Since we can’t turn back time, it seems the sweet spot between fostering independence and affording protection lands somewhere in the realm of parental decision-making. Most of our decisions as parents occur while unconsciously calculating how much challenge our child can grow from while factoring in their own strengths, struggles, and the environment in which we find ourselves. For example, we moved from New York City (NYC) to rural Massachusetts (MA) when our son was five years old. He then entered kindergarten in MA at a school with a large outdoor campus. Recess consisted of outdoor play and occasional trips to what they call “Tree Island,” a small piece of forest where children are allowed to climb high into trees (with supervision nearby).

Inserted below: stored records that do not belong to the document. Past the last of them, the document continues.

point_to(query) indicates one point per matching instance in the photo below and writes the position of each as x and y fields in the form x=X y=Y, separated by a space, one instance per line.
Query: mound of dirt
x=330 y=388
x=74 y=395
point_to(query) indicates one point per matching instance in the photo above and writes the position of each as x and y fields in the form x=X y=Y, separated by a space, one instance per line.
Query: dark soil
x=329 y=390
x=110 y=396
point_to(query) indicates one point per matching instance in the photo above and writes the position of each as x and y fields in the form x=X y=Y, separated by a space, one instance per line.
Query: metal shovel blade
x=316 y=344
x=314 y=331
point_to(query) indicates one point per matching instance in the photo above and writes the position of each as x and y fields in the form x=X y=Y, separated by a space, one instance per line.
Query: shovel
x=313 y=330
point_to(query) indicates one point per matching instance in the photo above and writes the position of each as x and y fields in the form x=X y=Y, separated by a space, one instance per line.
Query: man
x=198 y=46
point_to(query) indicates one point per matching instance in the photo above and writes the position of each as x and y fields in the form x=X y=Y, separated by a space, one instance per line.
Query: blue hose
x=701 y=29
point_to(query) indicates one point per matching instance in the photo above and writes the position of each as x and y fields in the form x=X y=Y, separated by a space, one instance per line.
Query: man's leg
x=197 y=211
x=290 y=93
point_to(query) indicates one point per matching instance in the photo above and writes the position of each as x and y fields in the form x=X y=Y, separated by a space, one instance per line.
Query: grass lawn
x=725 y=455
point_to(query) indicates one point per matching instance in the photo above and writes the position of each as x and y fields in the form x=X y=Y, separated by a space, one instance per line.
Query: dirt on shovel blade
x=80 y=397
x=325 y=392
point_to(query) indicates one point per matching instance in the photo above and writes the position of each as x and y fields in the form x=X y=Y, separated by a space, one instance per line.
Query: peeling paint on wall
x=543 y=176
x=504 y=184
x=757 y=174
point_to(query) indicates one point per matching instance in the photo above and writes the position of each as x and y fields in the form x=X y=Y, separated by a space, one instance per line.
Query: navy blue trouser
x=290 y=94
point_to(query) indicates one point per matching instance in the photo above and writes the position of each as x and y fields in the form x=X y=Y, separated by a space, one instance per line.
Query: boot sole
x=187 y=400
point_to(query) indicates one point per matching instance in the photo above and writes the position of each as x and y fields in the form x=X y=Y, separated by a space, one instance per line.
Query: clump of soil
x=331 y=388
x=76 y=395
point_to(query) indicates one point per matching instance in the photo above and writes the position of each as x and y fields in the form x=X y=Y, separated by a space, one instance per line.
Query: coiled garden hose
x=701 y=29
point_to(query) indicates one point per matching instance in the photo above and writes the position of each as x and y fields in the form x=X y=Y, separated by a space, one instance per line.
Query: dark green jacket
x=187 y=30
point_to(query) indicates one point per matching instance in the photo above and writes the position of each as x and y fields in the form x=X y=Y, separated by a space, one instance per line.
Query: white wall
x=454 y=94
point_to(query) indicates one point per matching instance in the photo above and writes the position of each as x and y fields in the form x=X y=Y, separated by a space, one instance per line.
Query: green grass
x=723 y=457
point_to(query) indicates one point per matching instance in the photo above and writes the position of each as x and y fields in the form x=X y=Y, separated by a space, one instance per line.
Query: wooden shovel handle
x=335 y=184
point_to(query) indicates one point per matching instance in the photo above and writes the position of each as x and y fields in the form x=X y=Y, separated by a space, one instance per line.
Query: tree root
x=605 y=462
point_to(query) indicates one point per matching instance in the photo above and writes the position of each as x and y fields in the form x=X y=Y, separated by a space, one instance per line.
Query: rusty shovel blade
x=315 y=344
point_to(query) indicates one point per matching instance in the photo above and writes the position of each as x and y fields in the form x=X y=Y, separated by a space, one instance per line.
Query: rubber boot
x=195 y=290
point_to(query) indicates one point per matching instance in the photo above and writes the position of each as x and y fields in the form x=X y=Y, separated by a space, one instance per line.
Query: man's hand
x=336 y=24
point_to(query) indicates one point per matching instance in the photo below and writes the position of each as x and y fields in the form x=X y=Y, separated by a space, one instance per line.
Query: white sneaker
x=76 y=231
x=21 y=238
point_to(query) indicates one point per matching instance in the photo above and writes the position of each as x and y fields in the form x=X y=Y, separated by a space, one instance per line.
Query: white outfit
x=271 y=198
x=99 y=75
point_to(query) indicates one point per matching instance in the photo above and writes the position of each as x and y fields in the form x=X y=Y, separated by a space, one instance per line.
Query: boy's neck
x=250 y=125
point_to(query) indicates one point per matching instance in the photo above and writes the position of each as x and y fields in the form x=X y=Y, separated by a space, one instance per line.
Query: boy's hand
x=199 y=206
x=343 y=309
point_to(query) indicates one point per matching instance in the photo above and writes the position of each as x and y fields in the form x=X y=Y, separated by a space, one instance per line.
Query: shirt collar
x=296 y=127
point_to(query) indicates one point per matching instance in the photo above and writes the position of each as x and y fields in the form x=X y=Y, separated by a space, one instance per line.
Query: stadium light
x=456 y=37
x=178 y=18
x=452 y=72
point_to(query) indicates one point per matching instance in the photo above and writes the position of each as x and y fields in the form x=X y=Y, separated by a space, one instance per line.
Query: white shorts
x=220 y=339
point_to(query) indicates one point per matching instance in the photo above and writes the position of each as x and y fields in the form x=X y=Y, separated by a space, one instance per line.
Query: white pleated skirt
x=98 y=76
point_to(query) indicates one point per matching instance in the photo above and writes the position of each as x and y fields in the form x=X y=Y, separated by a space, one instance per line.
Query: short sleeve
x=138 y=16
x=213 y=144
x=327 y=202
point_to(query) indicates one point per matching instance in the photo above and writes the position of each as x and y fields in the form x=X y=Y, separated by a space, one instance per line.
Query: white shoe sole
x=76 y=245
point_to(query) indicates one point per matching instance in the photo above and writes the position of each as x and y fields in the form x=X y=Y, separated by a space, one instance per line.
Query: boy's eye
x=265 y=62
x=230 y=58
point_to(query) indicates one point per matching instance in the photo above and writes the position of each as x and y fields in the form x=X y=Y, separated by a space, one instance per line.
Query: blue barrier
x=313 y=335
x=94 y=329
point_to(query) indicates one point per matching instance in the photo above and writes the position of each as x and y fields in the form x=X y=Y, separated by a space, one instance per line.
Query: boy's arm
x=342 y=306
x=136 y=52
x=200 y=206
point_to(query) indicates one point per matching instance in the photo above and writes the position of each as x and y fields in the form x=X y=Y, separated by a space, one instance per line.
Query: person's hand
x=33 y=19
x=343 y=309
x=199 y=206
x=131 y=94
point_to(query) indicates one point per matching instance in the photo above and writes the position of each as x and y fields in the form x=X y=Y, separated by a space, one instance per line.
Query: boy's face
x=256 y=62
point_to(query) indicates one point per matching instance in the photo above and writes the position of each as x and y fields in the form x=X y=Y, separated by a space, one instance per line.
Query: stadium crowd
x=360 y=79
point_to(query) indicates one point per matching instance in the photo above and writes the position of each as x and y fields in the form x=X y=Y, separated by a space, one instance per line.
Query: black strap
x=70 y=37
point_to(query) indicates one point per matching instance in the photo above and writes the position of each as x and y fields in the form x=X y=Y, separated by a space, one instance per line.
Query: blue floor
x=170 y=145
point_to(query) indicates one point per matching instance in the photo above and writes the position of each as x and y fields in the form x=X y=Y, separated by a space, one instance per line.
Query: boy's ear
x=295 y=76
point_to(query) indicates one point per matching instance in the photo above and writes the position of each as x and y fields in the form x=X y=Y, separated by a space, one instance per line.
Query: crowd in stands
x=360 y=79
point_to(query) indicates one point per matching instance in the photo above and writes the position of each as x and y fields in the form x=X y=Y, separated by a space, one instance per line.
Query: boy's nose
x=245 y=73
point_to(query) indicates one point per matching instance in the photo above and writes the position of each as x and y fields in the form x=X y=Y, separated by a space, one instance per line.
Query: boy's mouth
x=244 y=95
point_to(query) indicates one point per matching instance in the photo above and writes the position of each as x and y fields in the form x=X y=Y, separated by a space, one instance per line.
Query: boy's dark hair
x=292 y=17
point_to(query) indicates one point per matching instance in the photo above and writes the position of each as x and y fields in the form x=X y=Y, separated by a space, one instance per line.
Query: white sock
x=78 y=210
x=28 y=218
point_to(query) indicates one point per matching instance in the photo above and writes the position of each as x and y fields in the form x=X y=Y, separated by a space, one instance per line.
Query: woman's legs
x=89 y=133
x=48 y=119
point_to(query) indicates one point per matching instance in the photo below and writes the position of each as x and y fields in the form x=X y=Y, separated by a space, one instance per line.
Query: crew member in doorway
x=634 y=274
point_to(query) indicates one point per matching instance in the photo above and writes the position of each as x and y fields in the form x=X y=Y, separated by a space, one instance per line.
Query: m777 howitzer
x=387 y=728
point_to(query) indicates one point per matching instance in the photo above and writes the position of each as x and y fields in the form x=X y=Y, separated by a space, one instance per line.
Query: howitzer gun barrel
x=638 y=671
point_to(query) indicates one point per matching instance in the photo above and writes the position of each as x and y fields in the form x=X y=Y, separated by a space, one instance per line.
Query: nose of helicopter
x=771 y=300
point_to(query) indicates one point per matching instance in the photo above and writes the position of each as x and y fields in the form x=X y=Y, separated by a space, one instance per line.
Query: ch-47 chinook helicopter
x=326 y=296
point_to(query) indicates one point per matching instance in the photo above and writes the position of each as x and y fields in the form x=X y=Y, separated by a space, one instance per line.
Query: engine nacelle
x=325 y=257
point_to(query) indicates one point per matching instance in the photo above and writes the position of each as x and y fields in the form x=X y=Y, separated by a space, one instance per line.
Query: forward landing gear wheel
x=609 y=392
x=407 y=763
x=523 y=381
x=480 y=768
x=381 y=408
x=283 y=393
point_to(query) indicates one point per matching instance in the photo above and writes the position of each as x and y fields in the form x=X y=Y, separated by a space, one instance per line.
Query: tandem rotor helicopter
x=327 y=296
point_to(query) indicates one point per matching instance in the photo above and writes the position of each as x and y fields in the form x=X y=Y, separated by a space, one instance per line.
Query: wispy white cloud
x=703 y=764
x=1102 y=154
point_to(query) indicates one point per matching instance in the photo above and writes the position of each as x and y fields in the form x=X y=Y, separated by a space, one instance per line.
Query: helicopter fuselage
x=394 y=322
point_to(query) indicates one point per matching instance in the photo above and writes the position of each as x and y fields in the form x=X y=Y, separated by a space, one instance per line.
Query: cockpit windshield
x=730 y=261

Not having made it past the top of the monkey bars in NYC, he was now arriving home with near-death tales of having his foot stuck on a high branch, and as my stomach churned, I made strong efforts to listen, smiling all while reminding myself how good this was going to be for his mental health.
I can see why parents have grown toward overprotection—in the moment when we’re given a choice between an anxious child and a child that fell out of a tree, it’s understandable that our parental instincts lean toward safety. Add that conundrum to growing restrictions in cultural norms where you don’t want to be the only one who allows your child to take risks, especially if they wind up injured. Raising children seems to me like a mental trip to a parental Tree Island—we have to mind the risks of bodily harm and the dangers of not ever taking those risks to make the best choices, all while moored out in some psychological space with a collective of other parents living in the elements.
After the sleepaway camp, he returned to a day camp he attends every year. He remarked that a friend he hadn’t seen since the previous summer “seemed older.” When prompted to explain, he described how this usually jovial pal seemed tired, disinterested, and scoffed at my son’s suggestion they play a kids’ game they enjoyed for hours last year. They’re growing up, I thought, and the tween phase is here. One night over dinner, he asked what it’s like to be a teenager. Half-jokingly, I described how he would reject us, not wanting to be with his parents, preferring to be alone in his room, and when pressed to interact, speaking mostly in abbreviated sentences or grunts. He looked at me incredulously and denied he would ever think or act that way. “No way, not me,” he said.
“We’ll see,” I replied with a half-smile.